Большинство людей похожи на падающие листья; они носятся в воздухе, кружатся, но в конце концов падают на землю. Другие же — немного их — словно звезды; они движутся по определенному пути, никакой ветер не заставит их свернуть с него.
Слова, в которых один человек находит жемчужины мудрости, для другого звучат глупостью.
По поводу каждой истины можно сказать нечто совершенно противоположное ей, и оно будет одинаково верно.
Ты слишком много ищешь; из-за чрезмерного искания ты не успеваешь находить.
Когда человек ищет… случается, глаз его видит лишь то, что он ищет, и он не в состоянии ничего найти, не в состоянии ничего воспринять, ибо думает всегда лишь об искомом, имеет цель, одержим этой целью. Искать — значит иметь цель. А находить — значит быть свободным, распахнутым настежь, не иметь цели. Ты, верно, и впрямь искатель, ведь, стремясь к своей цели, не видишь того, что совсем рядом, у тебя перед глазами.
Знание можно передать, мудрость же — никогда. Её можно найти, ею можно жить, ее можно сделать своим парусом, ею можно творить чудеса, но облечь ее в слова, научить ей кого-либо невозможно.

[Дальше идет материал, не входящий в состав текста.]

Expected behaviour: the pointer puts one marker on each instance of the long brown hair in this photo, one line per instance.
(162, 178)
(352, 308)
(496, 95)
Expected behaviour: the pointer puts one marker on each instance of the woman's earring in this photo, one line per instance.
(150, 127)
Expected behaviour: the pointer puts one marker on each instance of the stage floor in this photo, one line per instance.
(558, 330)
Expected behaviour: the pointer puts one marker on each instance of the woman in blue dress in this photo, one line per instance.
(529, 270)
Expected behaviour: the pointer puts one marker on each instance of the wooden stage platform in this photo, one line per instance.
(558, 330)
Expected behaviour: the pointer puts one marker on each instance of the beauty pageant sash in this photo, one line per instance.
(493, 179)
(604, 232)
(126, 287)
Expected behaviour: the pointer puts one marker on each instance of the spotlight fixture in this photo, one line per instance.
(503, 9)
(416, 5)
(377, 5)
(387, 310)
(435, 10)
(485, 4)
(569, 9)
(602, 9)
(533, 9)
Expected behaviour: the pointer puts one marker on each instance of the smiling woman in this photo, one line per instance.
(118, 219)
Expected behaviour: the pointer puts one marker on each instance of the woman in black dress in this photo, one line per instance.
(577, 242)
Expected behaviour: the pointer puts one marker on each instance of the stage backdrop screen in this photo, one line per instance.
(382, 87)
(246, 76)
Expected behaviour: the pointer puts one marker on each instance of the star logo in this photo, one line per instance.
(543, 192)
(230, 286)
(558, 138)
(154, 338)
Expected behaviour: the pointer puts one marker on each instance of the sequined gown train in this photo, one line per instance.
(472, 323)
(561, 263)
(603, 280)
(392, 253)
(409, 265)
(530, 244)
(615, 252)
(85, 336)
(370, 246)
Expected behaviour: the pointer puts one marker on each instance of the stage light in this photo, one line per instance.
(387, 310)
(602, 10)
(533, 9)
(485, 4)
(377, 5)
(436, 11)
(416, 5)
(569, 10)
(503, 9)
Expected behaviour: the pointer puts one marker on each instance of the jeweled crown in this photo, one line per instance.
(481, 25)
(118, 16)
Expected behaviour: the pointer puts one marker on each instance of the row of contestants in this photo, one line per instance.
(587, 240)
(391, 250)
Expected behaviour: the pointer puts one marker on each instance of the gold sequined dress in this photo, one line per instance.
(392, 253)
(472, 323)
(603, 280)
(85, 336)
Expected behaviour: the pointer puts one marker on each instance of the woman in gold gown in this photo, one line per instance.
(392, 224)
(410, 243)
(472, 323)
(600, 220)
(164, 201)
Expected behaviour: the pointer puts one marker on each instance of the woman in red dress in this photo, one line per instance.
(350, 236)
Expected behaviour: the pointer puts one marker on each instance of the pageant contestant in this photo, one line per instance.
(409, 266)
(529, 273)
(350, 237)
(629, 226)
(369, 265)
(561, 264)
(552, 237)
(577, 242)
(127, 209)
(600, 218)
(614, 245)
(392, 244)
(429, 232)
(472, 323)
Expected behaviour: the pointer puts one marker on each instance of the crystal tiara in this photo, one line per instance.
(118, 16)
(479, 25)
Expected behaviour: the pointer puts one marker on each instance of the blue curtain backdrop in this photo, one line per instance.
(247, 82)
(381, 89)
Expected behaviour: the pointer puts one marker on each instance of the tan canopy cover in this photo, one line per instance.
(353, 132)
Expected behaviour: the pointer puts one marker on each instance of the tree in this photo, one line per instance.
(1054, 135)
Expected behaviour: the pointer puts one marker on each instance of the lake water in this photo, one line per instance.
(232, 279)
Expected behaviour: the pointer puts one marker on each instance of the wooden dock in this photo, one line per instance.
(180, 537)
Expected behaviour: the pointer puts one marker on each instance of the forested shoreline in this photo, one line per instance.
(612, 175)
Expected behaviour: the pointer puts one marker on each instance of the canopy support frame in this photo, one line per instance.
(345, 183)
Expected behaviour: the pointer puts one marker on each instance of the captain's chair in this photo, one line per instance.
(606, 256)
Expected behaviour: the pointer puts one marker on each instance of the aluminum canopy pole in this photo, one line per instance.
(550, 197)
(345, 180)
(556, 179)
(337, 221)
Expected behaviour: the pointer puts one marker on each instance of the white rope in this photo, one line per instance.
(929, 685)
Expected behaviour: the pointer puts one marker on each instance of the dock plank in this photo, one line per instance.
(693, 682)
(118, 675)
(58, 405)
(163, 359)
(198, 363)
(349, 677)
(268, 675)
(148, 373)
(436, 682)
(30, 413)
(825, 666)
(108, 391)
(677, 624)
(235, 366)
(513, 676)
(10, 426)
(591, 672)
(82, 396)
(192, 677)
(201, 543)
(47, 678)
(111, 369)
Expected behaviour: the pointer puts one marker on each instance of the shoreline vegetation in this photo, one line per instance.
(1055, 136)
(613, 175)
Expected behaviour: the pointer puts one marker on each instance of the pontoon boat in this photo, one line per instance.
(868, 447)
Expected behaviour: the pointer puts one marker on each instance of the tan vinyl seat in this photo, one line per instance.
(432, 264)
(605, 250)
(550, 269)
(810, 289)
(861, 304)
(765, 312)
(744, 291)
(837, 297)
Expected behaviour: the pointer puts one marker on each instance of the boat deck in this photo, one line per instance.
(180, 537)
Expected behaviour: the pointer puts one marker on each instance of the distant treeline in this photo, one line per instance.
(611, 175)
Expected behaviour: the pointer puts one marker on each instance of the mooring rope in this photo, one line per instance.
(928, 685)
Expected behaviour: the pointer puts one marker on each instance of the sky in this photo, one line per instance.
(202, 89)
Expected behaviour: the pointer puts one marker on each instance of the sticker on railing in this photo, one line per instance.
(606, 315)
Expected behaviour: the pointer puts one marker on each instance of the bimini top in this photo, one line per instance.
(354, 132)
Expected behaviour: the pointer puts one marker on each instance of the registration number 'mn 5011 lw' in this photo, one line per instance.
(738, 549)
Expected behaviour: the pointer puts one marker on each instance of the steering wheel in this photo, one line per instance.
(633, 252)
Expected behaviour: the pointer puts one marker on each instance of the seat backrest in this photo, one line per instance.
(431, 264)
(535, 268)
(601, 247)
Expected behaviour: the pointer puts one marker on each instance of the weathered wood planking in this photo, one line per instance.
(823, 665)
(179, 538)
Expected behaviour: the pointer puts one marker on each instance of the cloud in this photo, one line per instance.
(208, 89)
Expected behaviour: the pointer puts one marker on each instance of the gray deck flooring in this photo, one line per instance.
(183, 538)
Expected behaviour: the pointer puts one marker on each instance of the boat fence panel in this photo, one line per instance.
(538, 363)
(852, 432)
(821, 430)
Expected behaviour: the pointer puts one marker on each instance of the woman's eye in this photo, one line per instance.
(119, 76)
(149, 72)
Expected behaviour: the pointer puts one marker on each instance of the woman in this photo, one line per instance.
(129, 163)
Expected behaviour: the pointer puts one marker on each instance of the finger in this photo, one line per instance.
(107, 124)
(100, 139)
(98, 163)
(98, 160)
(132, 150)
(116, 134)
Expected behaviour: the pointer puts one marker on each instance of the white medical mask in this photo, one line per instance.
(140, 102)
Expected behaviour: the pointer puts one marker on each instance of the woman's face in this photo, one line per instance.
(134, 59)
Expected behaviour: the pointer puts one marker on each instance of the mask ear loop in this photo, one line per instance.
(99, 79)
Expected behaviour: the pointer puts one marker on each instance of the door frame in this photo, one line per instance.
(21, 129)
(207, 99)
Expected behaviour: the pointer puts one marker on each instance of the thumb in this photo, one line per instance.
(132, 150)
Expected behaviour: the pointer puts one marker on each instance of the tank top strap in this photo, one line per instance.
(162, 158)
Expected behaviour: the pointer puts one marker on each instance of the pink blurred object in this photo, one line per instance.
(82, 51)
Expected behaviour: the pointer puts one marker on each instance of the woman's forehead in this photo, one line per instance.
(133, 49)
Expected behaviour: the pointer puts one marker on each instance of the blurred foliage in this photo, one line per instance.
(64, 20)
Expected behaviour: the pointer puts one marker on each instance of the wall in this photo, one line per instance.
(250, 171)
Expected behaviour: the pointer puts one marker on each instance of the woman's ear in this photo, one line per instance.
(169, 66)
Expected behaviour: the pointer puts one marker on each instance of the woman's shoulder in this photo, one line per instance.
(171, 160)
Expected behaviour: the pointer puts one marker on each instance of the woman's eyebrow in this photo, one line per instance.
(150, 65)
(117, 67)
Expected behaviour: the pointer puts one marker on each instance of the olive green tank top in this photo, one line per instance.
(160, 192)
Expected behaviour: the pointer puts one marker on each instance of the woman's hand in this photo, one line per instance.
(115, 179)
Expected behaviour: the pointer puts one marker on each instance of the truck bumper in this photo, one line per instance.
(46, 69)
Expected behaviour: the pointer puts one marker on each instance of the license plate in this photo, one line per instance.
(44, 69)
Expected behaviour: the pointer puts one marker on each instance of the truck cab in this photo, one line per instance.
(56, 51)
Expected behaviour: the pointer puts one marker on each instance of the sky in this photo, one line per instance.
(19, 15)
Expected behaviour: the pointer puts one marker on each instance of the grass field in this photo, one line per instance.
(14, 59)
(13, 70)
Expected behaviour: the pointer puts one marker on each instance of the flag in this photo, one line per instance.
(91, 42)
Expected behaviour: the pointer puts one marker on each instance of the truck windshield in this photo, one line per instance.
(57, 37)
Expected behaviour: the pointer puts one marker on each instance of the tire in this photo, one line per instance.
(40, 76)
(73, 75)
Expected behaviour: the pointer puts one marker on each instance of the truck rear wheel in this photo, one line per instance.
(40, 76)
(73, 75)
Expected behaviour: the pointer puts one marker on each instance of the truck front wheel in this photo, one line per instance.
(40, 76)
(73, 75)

Вот камень, через некоторое время он, может быть, превратится в прах, а из земли станет растением, животным или человеком. В прежнее время я бы сказал: «Этот камень –только камень. Он не имеет никакой ценности, он принадлежит миру Майи. Но так как в круговороте перевоплощений он может стать человеком или духом, то я и за ним признаю ценность». Так, вероятно, я рассуждал бы раньше. Ныне же я рассуждаю так. Этот камень есть камень; он же и животное, он же и бог, он же и Будда. Я люблю и почитаю его не за то, что он когда-нибудь может стать тем или другим, а за то, что он давно и всегда есть то и другое. Именно за то, что он камень, что он теперь, сегодня представляется мне камнем – именно за то я люблю его и вижу ценность и смысл в каждой из его жилок и скважин, в его желтом или сером цвете, в его твердости, в звуке, который он издает, когда я постучу в него, в сухости или влажности его поверхности.